Every retail channel has its strengths and inherent advantages. So, how does brick-and-mortar fit into tomorrow’s retail?

Start with today’s shopper

Today’s shopper is a different breed of shopper than in past generations. She has less time, less money and less patience. At the same time, she is more researched, more demanding, and more empowered. The end result for retailers is today’s shopper expects high value, personalized experiences and an ability to shape the way retailers run their businesses.

The shopper is clearly in control in today’s retail environment, so it’s futile to try to change her behavior. Rather, it’s more prudent – and effective – to change the way retailers go to market, particularly in the brick-and-mortar channel.

Retailers need to deliver in-store experiences that surprise and delight shoppers, and a great many are experimenting with engaging, interactive technologies that not only educate and serve, but entertain as well. Where appropriate, they’re also delivering the kind of personalized attention and experiences that are so prevalent online. Brought together, stores are now tasked with creating memories for shoppers to share through their networks, and enabling technologies – and the wealth of analytics that power their deployment – are creating a new kind of “Retail Magic.”

Future of retailing

Baby boomers are still a gigantic market for retailers, but we do know that Millennials will be the demographic that drives future retail success, as 30% of all retail spend will come from that age group in just five years time.

Retailers need to adapt to the growing importance of Millennials, as it is rather obvious Millennials won’t be adapting to them.

Related to Millennials, what needs to change about the retail paradigm? Well, just about everything. Consider the following:

  • 33 percent of Millennials rely on blogs before they make a purchase
  • 42 percent want to co-create products with companies
  • 60 percent are brand loyal
  • 75 percent think companies should “give back”
  • 87 percent use 2-3 tech devices at least once on a daily basis
  • Only 1 percent are influenced by advertising

The retail game has forever changed, and the stakes are high. Millennials will grow to be the largest consumer generation in history, and they will decide retail’s winners and losers.

Brand experience

On the way to the store of the future, it’s interesting to note that Millennials and other shoppers aren’t demanding omnichannel – they don’t even know what omnichannel is.

Shoppers shop, and the way they shop is now a circular journey through a variety of channels, all the while looking for value-added experiences to further their journey.  In response, retailers have created multi-channel, “omnichannel” experiences, and the retailers who’ve done it correctly find customers spend 5x more through multi-channel experiences.

When going to market through multiple channels, retailers need to remember that shoppers respond to a branded experience throughout – if not branded, you run the risk of losing customers during the journey. Shoppers are looking for differentiated products and services, and, of course, captivating and engaging environments.

At the end of the day though, it’s important to note that today’s – and tomorrow’s – shopper is channel agnostic.
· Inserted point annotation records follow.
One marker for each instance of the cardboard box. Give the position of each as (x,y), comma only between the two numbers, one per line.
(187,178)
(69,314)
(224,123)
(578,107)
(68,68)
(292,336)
They’re not shopping for channel’s sake. Rather, they’re shopping through channels that deliver the value they desire.

Technology, insights, and brand experience

Contrary to some media reports, brick-and-mortar retail is not dead (that’s a lie!) and customers aren’t demanding omnichannel and spending twice as much through it (another lie; plus, it’s 5x!). But, Millennials and their enormous potential purchasing power and distinctively different approaches to shopping and spending are driving retail change (it’s true!). 

To survive and thrive, retailers are developing – or need to develop, if they’re late to the game – a singular, consistent brand experience across all channels and shopper touchpoints. That experience is powered by enabling technologies and built on shopper insights and captivating, engaging shopping environments.

It’s straight talk and it challenges retail convention, and that’s a good thing. There’s a new retail reality, and it’s been that way for a while. It’s time to adapt and change, or forever rue the day your competition did.